My first postdoc was related to Deep Inelastic Neutron Scattering in neutron time of flight spectrometers, where I developed the data reduction procedure to obtain neutron total cross sections from the transmission detectors of the VESUVIO spectrometer at the ISIS spallation facility. I have also done a master’s study on applied statistics, in which I trained convolutional neural networks to learn the classification task in sample models on neutron scattering data.

I heard about the GNeuS project by two means. The first was through the neutron source mailing list, which I strongly suggest to subscribe since there is interesting information regularly sent related to neutron science.  The second was by direct recommendation of a colleague working at European Spallation Source, who saw that my profile fitted one of the proposed research projects.

Why did you apply specifically on GNeuS?

I think that the GNeuS programme is an excellent opportunity to develop myself as a researcher. This project grants many advantages, not only the possibility of investigating on a neutron topic, but also on networking, training soft skills related to research, and opportunities to participate in excellent academic courses. Throughout networking, I expect to stablish many future long-term collaborations, which will enhance my career.

GNeuS grants an excellent space for career development in neutron science.

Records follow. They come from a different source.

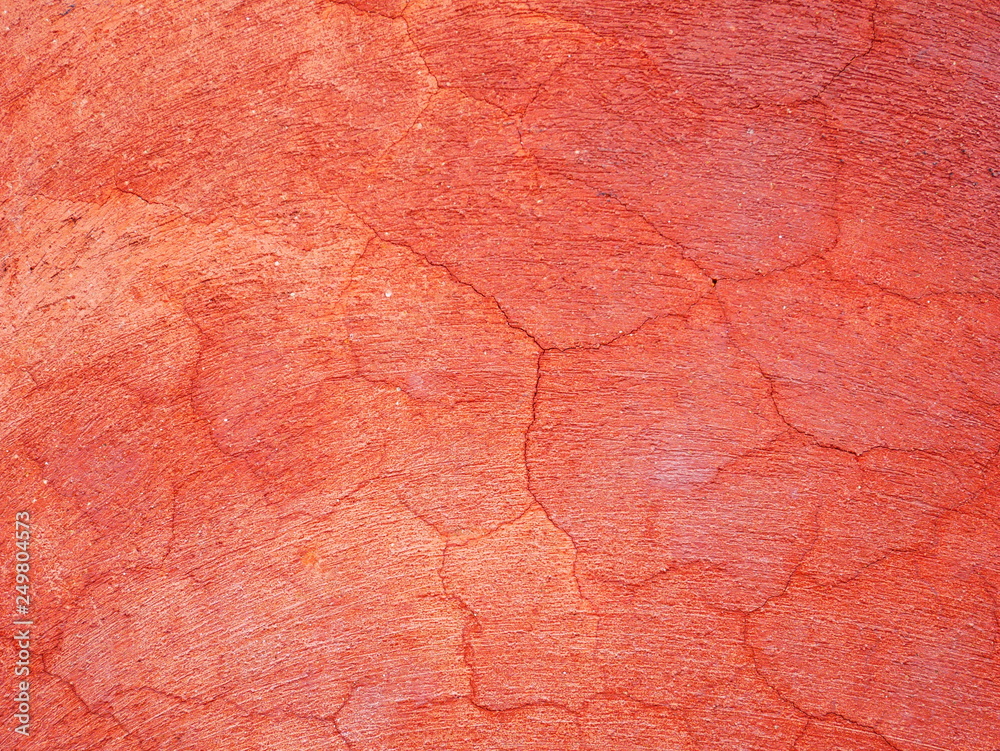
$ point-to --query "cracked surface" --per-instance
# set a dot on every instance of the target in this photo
(499, 375)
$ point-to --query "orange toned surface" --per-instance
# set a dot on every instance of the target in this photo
(560, 374)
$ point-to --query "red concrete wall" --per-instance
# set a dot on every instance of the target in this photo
(472, 374)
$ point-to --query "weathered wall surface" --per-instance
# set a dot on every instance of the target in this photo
(459, 375)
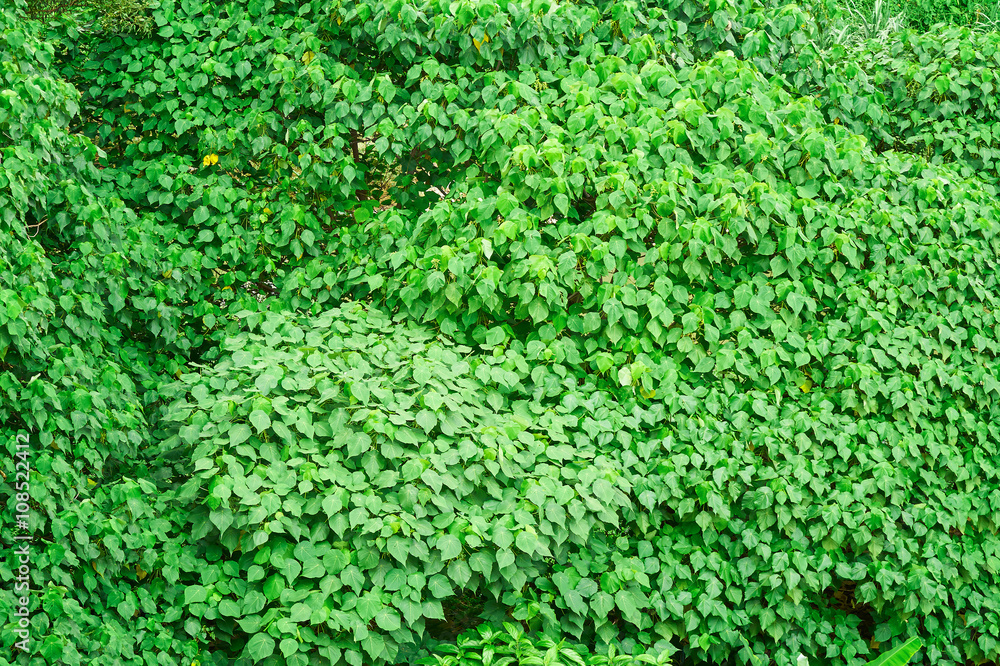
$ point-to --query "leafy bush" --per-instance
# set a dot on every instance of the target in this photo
(645, 326)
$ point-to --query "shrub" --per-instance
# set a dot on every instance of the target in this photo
(624, 320)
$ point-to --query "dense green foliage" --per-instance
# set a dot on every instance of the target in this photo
(646, 326)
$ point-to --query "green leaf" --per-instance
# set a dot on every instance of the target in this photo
(238, 434)
(260, 420)
(260, 646)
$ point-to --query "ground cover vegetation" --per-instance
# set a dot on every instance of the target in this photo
(582, 332)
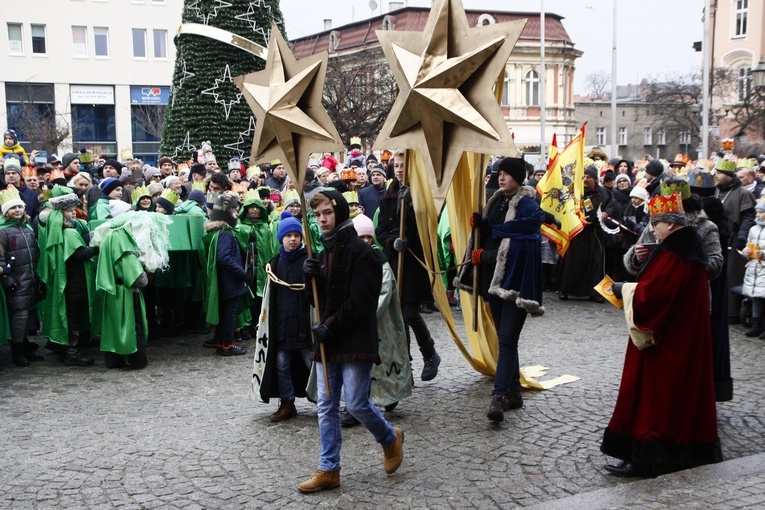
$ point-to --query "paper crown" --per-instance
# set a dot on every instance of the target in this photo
(347, 174)
(671, 187)
(239, 187)
(170, 195)
(65, 202)
(744, 163)
(250, 196)
(351, 197)
(725, 165)
(9, 197)
(701, 178)
(140, 192)
(663, 204)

What impacts do you expect from the GNeuS fellowship?

Since I come from another continent, one of my expectations during this fellowship is to participate in several neutron conferences around Europe. This will hopefully allow me to broaden my network of international collaborators and increase the visibility of my work. I also expect to be able to publish the results obtained during this position in relevant scientific journals.

I believe we may impact substantially in the optimization of the methodological approach in SANS data analysis. Nowadays this process is very tedious and complex for new users. There are many degrees of freedom that users have when performing the analysis, which may obscure the process and may end in the irreproducibility of the data reduction and analysis procedures. I expect to train different machine learning algorithms to assist SANS users in the data pre-processing stage (like background subtraction or model selection) in order to make it reproducible, unifying and standardizing the criterions in an optimal way.

I also want to show the potential and advantages of using machine learning algorithms in large neutron facilities, to convince the neutron community of including them as regular analysis tools.